A team of researchers from the Georgia Institute of Technology is currently working on a biometric keyboard that recognizes its user by analyzing the electrical signal produced by each keystroke. This prototype keyboard is made of self-cleaning keys which are also able to produce enough electricity required for their functioning.
Everyone one has a unique way to type on the keyboard of a computer. This finding is not new and is a subject of research. The goal is to be able to use this feature as a biometrics tool to not only secure systems but also identify the user, his age or his emotional state.
Thus a team of researchers at the famous Georgia Institute of Technology, led by Professor Zhong Lin Wang has developed a keyboard capable of recognizing the user. It produces an electrical signal whenever a finger comes into contact with the surface of the keys. This complex electrical signal may be analyzed to determine the profile and identify a user.
The keyboard is not mechanical and buttons are made of layers of plastic that contain transparent indium-tin oxide film as electrodes. Electricity is generated by a triboelectric effect, an Electrostatic phenomenon that is initiated when the two materials are brought into contact and separated. In this case, it is the skin and the materials used for the keys.

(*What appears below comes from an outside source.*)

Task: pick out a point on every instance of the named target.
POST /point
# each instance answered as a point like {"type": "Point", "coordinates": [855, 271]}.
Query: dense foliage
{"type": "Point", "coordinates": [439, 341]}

According to the researchers, a hacker who steals the computer access codes cannot use them because the keyboard does not recognize it. In his scientific article (ACS Nano), the team says it has tested its prototype with 104 people. Each had to write the English word touch four times, so that the electrical signal corresponding to keystrokes could to be recorded. Its analysis allowed to distinguish individual profiles. Moreover, this electrical signal produced may be large enough to power a wireless keyboard. The only requirement is that the typing speed must be greater than one hundred characters per minute.